Only 10 months after a championship that was supposed to be impossible to happen as quickly as it did, Penn men’s basketball already has an even more unlikely one: Big 5 champions, for the first time in 17 years.
Alright, so it’s only a share of the championship as of now: the team needs to beat 8-10 Saint Joseph’s at home next week to clinch outright, which is no guarantee. But even if it ends up as only a co-title, what it represents for the ridiculous arc that coach Steve Donahue’s program is on goes far beyond that.
First off, the way in which Saturday's 77-70 contest was won personified Donahue’s cultural change to a tee. After the Quakers played pretty terribly during a four-game losing streak in which they averaged only 56.75 points per game in regulation, Penn got back to the team-first mentality that thrived all of last year.
With Kuba Mijakowski coming off the bench to hit four first-half three-pointers, Jarrod Simmons playing significant minutes at the 5 when AJ Brodeur was on the bench, and Jake Silpe hitting a dagger three-pointer to put the margin at eight points with under a minute left, Saturday night exemplified what last year’s Cinderella story was all about: on any given night, any player on the roster can make winning plays.
This culture, and the general path that the team has been on since Donahue took over four years ago, has already been well-documented. But even if the Quakers’ recent accomplishments make a win like Saturday night’s less surprising, they shouldn’t make such a win any less significant.

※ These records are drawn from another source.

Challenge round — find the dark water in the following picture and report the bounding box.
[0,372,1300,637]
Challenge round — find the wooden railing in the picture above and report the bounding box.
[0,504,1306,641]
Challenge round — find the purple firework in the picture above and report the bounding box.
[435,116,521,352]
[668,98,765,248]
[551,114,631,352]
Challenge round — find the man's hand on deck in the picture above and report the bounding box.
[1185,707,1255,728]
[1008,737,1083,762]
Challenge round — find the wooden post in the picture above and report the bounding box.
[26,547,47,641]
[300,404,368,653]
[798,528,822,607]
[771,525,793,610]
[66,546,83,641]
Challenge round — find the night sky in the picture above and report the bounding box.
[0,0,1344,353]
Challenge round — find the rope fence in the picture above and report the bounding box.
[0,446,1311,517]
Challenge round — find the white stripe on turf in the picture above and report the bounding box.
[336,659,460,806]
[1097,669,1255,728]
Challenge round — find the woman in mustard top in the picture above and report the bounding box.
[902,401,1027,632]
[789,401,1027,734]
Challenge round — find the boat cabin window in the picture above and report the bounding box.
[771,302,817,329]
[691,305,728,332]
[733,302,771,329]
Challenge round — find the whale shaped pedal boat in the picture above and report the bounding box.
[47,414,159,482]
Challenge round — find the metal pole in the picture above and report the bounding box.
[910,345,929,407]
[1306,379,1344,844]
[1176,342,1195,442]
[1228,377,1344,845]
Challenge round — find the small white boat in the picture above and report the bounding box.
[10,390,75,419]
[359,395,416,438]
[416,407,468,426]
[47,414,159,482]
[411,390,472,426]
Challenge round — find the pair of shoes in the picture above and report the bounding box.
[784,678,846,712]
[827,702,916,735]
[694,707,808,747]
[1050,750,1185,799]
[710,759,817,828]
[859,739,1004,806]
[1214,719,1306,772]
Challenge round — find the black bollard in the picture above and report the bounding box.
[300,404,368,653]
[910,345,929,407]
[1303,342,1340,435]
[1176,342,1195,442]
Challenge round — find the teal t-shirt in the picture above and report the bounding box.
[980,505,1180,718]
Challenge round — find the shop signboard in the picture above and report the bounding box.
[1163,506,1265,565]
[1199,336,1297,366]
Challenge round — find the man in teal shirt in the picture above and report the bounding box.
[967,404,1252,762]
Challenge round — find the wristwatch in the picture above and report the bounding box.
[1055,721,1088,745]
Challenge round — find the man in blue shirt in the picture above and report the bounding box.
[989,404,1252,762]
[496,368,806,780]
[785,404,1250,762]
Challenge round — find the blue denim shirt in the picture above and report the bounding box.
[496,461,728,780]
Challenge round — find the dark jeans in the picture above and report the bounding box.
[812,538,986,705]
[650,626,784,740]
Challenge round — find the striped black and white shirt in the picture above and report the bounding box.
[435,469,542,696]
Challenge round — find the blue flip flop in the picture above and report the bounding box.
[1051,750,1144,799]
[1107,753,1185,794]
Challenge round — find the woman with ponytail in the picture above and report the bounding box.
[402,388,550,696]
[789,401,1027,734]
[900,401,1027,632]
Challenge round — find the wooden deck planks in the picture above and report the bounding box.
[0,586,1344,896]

This was probably Temple’s best team since the Lavoy Allen-led 2009-10 group that went 29-6 and won the Atlantic 10. That Temple squad was in the top 25 all year long until falling to an upstart No. 12 seed Cornell in the first round of the NCAA Tournament — a team coached by, of course, Steve Donahue. And in Donahue’s first win over former mentor Fran Dunphy since then, the stakes weren’t quite as high as a win-or-go-home March Madness showdown, but the implications are almost as great.
Penn simply wasn’t supposed to win the Philly mini-conference this soon. Really, no one besides Villanova is supposed to take it — the Wildcats had won 25 consecutive Big 5 games before the Quakers pulled off last month’s upset. But Penn? The lone Ivy in the mini-conference? After not even having finished .500 in Big 5 play once in the past twelve seasons?
No matter how the rest of the season plays out, Penn is in a position relative to the Big 5 where no one outside the Quakers’ locker room expected them to be: first. And that’s extremely fitting, because Donahue’s brief career at Penn has been defined by 'firsts.'
They started out pretty small: first season with double-digit wins since 2012 in the coach’s rookie year, then first season in the conference’s top four since 2012 the following winter. But little by little, the domino effect continued, and the program quickly became a juggernaut: first time finishing 7-0 at home in Ivy play since 2007. First Ivy championships — both regular season, and conference tournament — since 2007, with an ensuing NCAA Tournament appearance. First win over a Power Five conference team since 2003. First win over a ranked Villanova team in 30 years.
Is Saturday’s win the best “first” so far? It’d be heresy to call the Big 5 title more memorable or meaningful than last March’s Ivy title win. But strictly in terms of the more difficult accomplishment, one could easily argue the Big 5 title to be superior to the Ivy crown. Sure, there are far more necessary games to win in the Ancient Eight. But the Big 5 has two unanimous top-75 teams in the country, where the Ivy League has none.
Any further semantics of that argument are for a different day, but what can be agreed upon by all parties is this: in any given year, the best team in the Big 5 is generally a lot better than the best team in the Ivy League. Unless they happen to be the same one.
I’m not saying Penn is a lock to win the Ivy title this year. With a strong field that includes the defending Ivy co-champions (Harvard), the newly-anointed Ivy tourney hosts (Yale), a team that is already 2-0 against Penn this season (Princeton), and a sleeper that owns the league’s second-best overall record (Brown), guaranteeing a second straight March Madness nod is foolish, especially considering the team's underwhelming start to Ivy play.
But the fact that a second straight March Madness nod is even in the discussion is a testament to where the program has already gone in such a short time, and where it can continue to go.
What will the next “first” be for Donahue and his rapidly growing program? It’s impossible to say, but all I know is that I want to be the first to see it.